In this circumstance, a natural approach is to treat the NRS data as prior evidence for the RCT analyses, adopting a Bayesian estimation framework.54 55 Here, the NRS data are summarised using a (network) meta-analysis and, if necessary, adjusted for a predefined amount of bias. The bias adjustment can be performed in different ways depending on the source of bias and the granularity of available data. For instance, it is possible to directly adjust for (differences in) measurement error or missing data with imputation methods. Alternatively, it is possible to apply corrections to the study results by eliciting expert opinion or using the credibility ceiling correction. The latter approach (credibility ceiling correction) assumes that no single NRS can provide a maximum credibility ceiling above a certain percentage.56 The results of the NRS analysis are then used as the prior distribution for the (network) meta-analysis of the RCT data. In other words, this approach will ‘pull’ the treatment-effect estimates from the RCTs toward the (adjusted) summary effects from the NRS. By default, the prior distribution(s) has the precision of the summary effect estimate(s) from the NRS. However, it is possible to decrease the precision of the prior distribution(s) by considering additional sources of uncertainty, such as the presence of between-study heterogeneity in the NRS results. A sensitivity analysis should also be conducted to adjust each NRS in the meta-analysis for various ceiling percentages and to observe the direction of effects and consistency in the conclusions obtained (step 6).

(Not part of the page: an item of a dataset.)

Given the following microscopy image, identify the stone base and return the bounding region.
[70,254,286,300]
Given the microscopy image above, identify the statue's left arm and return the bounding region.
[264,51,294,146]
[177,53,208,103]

Scenario 2: medium-evidence bar situation

In some circumstances, NRS are likely to provide additional (complementary) information about the effectiveness and safety of medical interventions, but their results cannot be directly used as prior information for the RCT results. This situation may arise when RCTs only provide evidence on short-term or surrogate endpoints (eg, when RCTs have low applicability),57 or when an approved product is being tested in another (beyond its marketing authorisation) indication. Treatment effects are then likely to differ between the RCTs and the NRS, such that greater efforts are needed to disentangle the potential sources of between-study design heterogeneity.

A simple solution is to consider the use of three-level hierarchical models.54 55 These regression-based models use the first level to model variation within individual studies, the second level to model variation between studies, and the third level to model variation between RCTs and NRS.58 They typically assume that the treatment effects are different, but exchangeable, across different types of studies, and allow for differences in between-study heterogeneity within randomised and non-randomised data sources.

Like traditional meta-analysis methods, summary estimates of treatment effects generated by three-level hierarchical models represent a weighted average of the included studies. However, the meta-analysis now yields a summary of treatment effect for each distinct study design and an overall treatment effect across all study designs. The overall treatment effect is then pulled towards the results from large, homogeneous studies that share a common design. In addition, because the contribution of each study is adjusted for its study design, estimates of precision are likely to better reflect the various sources of uncertainty (due to bias or heterogeneity).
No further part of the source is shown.